Tuesday, 30 March 2010
Cheese of the Month - Charolais
Having snapped up this pretty little barrel-shaped Charolais in Hamish Johnston last weekend, in a bit of a rush to get back to the house and light up the barbeque before the heavens opened, I assumed that I could Google the important details at a later date, tack on a tasting note or two, and call it a review. After all, that's how this process normally works. I don't, believe it or not, have an encyclopaedic knowledge of cheese - in fact I'd be lost without sites such as Fromages or http://www.slashfood.com, where the intimate particulars of almost every cheese you can think of is listed in extraordinary detail. Very handy they are indeed, to a chancer like me.
But while pulling together a set of notes for Charolais, I came across a number of annoying inconsistencies. Charolais is "traditionally" made, according to Fromages, from a mixture of one part cow's to two parts goat's milk, and although production varies from farm to farm - this is after all an artisan product, not a Kraft cheese slice - from the handful of sites I've browsed it seems this element of mixing and tweaking the mix of cow's to goat's milk is an important part of the character of the cheese. And yet what's this - on 23rd January 2010, according to Slashfood, Charolais became a AOC label cheese, and as part of the strict criteria that comes with this poisoned chalice, using cow's milk in any stage of the process is now strictly forbidden.
I'm a bit grey on these AOC and DOP badges. Protecting culinary heritage and artisan producers is all very well, but it seems odd that a group of bureaucrats can in the year 2010 suddenly put a stop to a perfectly valid method of producing perfectly good cheese that's been going on since God knows when. Or if not put a stop to it then prevent people calling it Charolais. I'm sure they think they're preserving authenticity but in the end it's them that's decided what's authentic in the first place.
The reason I mention all this is because this authentic, authenticated and genuine Charolais, presumably made from 100% goat's milk because them's the laws nowadays, didn't really excite me very much. The texture, first of all, was very uniform and cloying - moisture is usually a good thing but this was rather unpleasant; it coated your mouth like putty. And there wasn't much going on in the flavour department either. At first there was almost literally no flavour at all, but then a hint of a grassy aftertaste prevented the whole thing from being a complete waste of time. Still, it's hardly a ringing endorsement of the strict new designation - if is an example of an AOC Charolais then I can't really see why it was worth protecting in the first place.

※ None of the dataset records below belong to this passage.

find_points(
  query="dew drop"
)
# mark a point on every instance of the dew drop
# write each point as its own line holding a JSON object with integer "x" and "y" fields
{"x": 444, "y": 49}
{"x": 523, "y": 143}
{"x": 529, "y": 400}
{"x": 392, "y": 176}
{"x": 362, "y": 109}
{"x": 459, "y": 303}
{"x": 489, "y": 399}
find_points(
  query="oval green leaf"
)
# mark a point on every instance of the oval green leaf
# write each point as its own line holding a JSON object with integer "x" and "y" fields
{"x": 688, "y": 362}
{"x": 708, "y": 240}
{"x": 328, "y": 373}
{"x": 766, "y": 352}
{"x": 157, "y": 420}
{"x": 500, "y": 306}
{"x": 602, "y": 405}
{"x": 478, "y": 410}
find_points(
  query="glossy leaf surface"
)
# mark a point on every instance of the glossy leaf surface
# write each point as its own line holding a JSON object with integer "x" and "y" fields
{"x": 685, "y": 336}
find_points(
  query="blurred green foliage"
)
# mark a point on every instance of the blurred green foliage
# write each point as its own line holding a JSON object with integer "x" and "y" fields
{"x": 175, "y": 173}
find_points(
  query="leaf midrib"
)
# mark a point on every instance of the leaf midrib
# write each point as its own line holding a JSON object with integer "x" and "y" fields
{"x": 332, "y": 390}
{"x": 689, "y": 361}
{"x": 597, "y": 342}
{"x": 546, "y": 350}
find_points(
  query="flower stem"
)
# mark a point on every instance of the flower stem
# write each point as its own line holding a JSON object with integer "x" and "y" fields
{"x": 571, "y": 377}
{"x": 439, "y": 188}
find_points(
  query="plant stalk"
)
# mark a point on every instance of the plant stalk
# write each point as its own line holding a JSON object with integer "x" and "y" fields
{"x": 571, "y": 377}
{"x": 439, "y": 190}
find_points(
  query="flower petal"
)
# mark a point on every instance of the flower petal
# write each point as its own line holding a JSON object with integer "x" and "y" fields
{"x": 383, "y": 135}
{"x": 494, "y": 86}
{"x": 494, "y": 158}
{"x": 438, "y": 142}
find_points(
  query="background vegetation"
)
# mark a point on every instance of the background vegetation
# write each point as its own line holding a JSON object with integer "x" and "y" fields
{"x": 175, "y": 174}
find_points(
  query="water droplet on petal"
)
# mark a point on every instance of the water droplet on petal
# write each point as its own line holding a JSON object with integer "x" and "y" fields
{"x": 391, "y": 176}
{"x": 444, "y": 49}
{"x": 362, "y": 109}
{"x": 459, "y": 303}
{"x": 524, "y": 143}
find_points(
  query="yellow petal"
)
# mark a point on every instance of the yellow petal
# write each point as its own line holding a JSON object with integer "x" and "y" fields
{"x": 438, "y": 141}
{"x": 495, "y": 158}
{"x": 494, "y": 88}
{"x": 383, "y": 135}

So the question is, would this cheese have been any better if the producers had been allowed to use a mix of cow's and goat's milk to their liking, or tweaked various other elements, even if they wouldn't have in the end been able to call it Charolais? My instinct says yes. The habit - and I'm mainly talking about France and Italy here, though there are other examples - of obsessing over and dictating the ingredients, process and geographic location of a cheese at the expense of ending up with a product that is actually any good to eat, seems incredibly counter-productive. If someone started making an Epoisses-style cheese in Canada (don't laugh) and it tasted just as good, I'm sure there would be very few people who would care that it wasn't "authentic". Then again, the Canadians wouldn't know what to do with a cheese that you couldn't melt onto chips, so it's probably nothing we'll ever have to worry about.